Love thy strangers

The pavement is wet and smells like elementary school heads up seven up at recess, umbrellas dripping in tall vases by bell rigged storefront doors, plump rivulets of water streaming down steamed up attic windows. It smells like concrete and car oil and eucalyptus. It smells like seedlings stretching out their leaves and sighing chlorophyll-ish breath.

It has not rained in a month and tonight the black street glistens with promising dampness.

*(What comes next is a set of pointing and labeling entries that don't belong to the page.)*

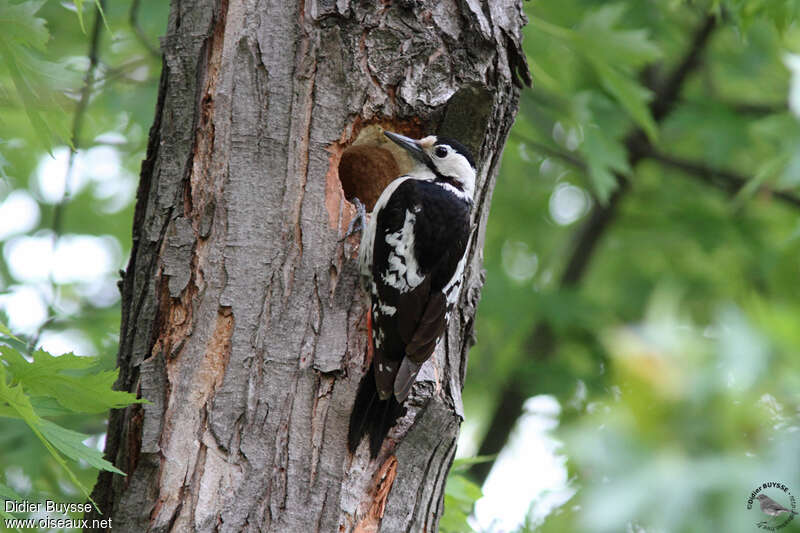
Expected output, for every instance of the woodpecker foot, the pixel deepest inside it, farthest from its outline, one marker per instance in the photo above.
(370, 346)
(359, 221)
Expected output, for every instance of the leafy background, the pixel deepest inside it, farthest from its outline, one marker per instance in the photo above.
(637, 362)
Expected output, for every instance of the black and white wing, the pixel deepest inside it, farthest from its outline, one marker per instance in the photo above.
(420, 240)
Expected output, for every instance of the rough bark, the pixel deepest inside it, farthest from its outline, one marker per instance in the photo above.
(243, 323)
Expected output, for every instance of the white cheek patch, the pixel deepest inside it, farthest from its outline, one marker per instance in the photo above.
(456, 166)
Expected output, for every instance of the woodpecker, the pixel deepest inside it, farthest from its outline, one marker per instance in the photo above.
(411, 260)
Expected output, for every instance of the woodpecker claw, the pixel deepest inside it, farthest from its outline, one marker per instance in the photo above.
(358, 222)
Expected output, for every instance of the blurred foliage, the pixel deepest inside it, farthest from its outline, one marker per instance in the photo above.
(676, 353)
(65, 229)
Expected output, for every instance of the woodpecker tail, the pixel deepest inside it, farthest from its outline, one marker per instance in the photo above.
(372, 416)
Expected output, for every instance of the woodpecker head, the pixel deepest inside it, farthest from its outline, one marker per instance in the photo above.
(442, 160)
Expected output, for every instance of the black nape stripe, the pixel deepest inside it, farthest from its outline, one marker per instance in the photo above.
(458, 147)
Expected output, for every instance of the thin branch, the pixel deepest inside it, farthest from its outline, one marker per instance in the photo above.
(133, 19)
(542, 343)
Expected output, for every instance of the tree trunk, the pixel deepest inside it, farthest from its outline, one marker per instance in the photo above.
(242, 320)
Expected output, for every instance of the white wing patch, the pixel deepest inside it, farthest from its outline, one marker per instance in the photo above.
(402, 271)
(367, 246)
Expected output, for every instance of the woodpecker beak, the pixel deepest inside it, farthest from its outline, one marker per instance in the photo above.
(412, 146)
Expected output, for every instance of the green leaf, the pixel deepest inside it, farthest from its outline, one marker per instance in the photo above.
(19, 25)
(629, 48)
(629, 93)
(70, 443)
(462, 489)
(7, 332)
(603, 156)
(50, 376)
(7, 494)
(460, 465)
(16, 399)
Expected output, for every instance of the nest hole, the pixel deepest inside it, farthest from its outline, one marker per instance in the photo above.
(369, 165)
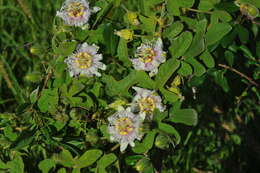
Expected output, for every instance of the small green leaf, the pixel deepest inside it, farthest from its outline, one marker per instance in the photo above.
(66, 48)
(185, 116)
(165, 72)
(198, 43)
(122, 52)
(170, 130)
(64, 158)
(185, 69)
(46, 165)
(16, 165)
(168, 95)
(198, 68)
(105, 161)
(174, 30)
(148, 23)
(34, 95)
(181, 44)
(146, 144)
(48, 100)
(88, 158)
(207, 59)
(216, 32)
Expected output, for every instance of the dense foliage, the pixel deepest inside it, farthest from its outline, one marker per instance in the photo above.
(201, 106)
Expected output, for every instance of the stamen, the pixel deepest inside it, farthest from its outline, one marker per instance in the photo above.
(84, 60)
(75, 9)
(124, 126)
(147, 104)
(147, 55)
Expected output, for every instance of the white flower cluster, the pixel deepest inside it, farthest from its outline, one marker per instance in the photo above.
(126, 125)
(85, 61)
(149, 56)
(76, 12)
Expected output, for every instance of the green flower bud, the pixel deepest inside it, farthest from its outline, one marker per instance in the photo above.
(132, 18)
(253, 12)
(126, 34)
(92, 136)
(36, 50)
(162, 141)
(34, 77)
(143, 164)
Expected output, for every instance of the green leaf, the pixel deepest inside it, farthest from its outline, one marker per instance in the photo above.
(8, 132)
(148, 23)
(146, 144)
(185, 116)
(206, 5)
(88, 158)
(207, 59)
(216, 32)
(48, 100)
(198, 43)
(174, 30)
(132, 160)
(110, 39)
(105, 161)
(165, 72)
(243, 33)
(222, 15)
(198, 68)
(168, 95)
(185, 69)
(122, 52)
(181, 44)
(34, 95)
(64, 158)
(66, 48)
(16, 165)
(46, 165)
(62, 170)
(173, 8)
(170, 130)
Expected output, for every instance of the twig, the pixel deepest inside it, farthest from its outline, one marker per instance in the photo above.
(198, 11)
(240, 74)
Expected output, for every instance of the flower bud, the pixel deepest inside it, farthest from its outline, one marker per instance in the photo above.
(36, 50)
(132, 18)
(33, 77)
(162, 141)
(126, 34)
(249, 10)
(92, 137)
(143, 164)
(253, 12)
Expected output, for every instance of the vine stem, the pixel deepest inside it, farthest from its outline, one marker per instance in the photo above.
(198, 11)
(240, 74)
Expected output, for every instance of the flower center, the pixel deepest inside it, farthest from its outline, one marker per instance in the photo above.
(75, 9)
(124, 126)
(83, 60)
(147, 55)
(147, 104)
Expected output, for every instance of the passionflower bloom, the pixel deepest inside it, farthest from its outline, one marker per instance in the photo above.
(149, 56)
(124, 128)
(76, 12)
(145, 101)
(85, 61)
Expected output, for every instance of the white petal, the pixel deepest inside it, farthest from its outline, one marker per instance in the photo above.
(123, 146)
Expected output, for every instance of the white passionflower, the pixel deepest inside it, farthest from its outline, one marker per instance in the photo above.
(124, 127)
(149, 56)
(145, 101)
(76, 12)
(85, 61)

The misty droplets hang in the air and populate the pools of orange beneath the street lights.

I walk out of the house on the corner on the hill, windows lit up with scattered lamps and glowing faces.
It is Sunday and I am happily tired and a little buzzed on good beer and companionship.
It is January and I am in love with San Diego artists, activists, foodies, writers.

I walk out of the house and my mind is buzzing with gatherings and formulating organizations, ideas, and flying to Kenya and delving into storied folds within my own hooded head.

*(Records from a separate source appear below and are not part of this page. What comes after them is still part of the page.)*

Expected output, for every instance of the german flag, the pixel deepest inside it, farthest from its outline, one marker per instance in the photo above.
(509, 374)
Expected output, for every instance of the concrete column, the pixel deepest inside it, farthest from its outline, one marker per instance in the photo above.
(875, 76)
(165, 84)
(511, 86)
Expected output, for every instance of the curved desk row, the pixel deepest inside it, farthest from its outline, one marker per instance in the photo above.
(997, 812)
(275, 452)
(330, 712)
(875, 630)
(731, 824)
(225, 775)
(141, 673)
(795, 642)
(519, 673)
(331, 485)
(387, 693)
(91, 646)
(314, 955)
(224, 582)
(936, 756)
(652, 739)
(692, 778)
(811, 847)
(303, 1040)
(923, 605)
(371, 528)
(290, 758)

There are some days when you want to hug everyone (and sometimes you do) and proclaim,
You are my people!
and you want to continue to hold space and dance in thoughts and talk in rhythms. You want to fold everyone into you pocket and take the energy, the goodness, the warmth and smiles with you into the night. And you pack up your bag and wrap your coat a little tighter and stride out the door knowing that they'll miss you too.

I drive: wipers flopping to and fro, dotted lines on the road melting into the shiny slick blackness of the asphalt, BBC tones on the radio reminding me of being at sea in the middle of the night in the middle of lots of water and little land.
I am smiling because a jar of honey sits on the seat next to me and words off other writers' pages trip through my head. I helped organize, cook for, make a success this Honeyfest and our goodbyes were full of hope and a sweet sadness. Then up the hill I sat on the floor of a house I'd never seen with dozens of others and listened to stories from trembling hands and open hearts.

I don't know (many) most of them, but these, at least for this night, this moment, are my people. Just as the rain sinks into the soil and nourishes the seedlings, I can feel this community feeding my roots, allowing me to grow stronger and deeper every day.